I was raised far from the suburbs, but am now raising my children in them. Suburbs do soften life, I will admit that. It physically and literally removes you from blatant poverty. Often times people feel they have risen (artful choice of words to describe that escape from poverty don't you think?) out of poverty. In my most recent education last week, in New Orleans that was, is a true fact. You are on higher land when you have money. You are not flooded. You have literally risen.

I realized back in the day that purchasing a car removed me from poor life. I stopped seeing certain aspects of poorer life once I owned a car. I just did not see it any more. I think suburbs do that too. You just don't see it any more, and if you don't know to look, or know where to look, gone. But again, not necessarily different from a rich person who lives in a penthouse removed from the street.

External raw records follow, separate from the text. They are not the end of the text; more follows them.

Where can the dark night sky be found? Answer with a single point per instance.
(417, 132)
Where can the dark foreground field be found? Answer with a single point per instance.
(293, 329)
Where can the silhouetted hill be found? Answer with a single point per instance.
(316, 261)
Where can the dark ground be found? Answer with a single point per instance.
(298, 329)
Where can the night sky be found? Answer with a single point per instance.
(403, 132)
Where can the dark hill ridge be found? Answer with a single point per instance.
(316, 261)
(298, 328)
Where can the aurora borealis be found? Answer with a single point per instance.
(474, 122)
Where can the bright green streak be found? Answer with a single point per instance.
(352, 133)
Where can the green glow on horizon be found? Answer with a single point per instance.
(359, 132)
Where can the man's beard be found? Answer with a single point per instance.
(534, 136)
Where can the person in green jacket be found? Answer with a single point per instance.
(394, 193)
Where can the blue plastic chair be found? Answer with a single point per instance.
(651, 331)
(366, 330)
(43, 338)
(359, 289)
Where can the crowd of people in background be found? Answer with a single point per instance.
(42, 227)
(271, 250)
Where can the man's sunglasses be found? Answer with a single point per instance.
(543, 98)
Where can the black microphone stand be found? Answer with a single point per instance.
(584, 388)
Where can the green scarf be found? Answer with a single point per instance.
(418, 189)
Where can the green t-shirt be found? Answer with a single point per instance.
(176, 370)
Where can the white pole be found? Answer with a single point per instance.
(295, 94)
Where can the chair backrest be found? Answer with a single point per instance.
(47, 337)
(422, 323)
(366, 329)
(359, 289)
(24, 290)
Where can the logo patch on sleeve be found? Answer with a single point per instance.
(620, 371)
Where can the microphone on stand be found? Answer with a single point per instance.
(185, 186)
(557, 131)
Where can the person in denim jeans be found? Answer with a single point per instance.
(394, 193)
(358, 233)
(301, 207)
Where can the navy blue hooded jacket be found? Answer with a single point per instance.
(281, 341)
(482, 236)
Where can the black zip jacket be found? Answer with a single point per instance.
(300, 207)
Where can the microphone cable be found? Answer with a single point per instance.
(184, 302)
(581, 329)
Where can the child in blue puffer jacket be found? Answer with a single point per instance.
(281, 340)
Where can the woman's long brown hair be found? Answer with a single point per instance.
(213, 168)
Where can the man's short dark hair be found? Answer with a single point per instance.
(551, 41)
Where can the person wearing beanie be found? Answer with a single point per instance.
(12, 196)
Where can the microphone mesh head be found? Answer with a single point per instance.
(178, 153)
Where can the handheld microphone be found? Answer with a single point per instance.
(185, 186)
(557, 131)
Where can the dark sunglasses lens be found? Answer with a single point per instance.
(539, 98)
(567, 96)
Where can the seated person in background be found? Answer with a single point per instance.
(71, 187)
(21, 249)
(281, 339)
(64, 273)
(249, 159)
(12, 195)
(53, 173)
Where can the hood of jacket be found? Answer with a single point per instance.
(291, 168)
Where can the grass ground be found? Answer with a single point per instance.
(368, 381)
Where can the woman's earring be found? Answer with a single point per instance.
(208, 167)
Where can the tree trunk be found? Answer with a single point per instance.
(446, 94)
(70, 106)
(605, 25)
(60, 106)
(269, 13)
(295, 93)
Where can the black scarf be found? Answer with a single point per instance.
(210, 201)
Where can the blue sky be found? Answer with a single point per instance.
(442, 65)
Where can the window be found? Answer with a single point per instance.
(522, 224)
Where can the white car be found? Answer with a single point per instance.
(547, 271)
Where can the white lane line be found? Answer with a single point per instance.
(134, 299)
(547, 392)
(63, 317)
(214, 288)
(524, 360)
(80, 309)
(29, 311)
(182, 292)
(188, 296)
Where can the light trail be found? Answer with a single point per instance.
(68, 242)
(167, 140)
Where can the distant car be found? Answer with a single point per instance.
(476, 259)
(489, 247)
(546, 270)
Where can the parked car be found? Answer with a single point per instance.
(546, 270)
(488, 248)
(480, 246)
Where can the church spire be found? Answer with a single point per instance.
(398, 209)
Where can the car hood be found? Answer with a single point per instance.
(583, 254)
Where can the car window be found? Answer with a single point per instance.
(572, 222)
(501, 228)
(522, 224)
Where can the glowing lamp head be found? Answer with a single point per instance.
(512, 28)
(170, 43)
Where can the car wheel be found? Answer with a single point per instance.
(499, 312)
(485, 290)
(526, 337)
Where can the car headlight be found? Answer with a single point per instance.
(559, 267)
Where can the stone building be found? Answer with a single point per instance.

Again it comes to character. That can be had anywhere. I think the more wealth one has, it is even more important to know where to look, and to choose to continue to look. The padding of money allows one the choice, if they choose, not to look. And if one chooses not to look, that IMO is evil. I am trying to raise my children in the suburbs, by trying to show them how to look past the padding of a suburban life. I will admit it is hard, as most parents want to shield their children from harshness. I can only hope and try that the character they, we forge is enough to get past the padding.

Fascinating stuff. Thanks and have a great day!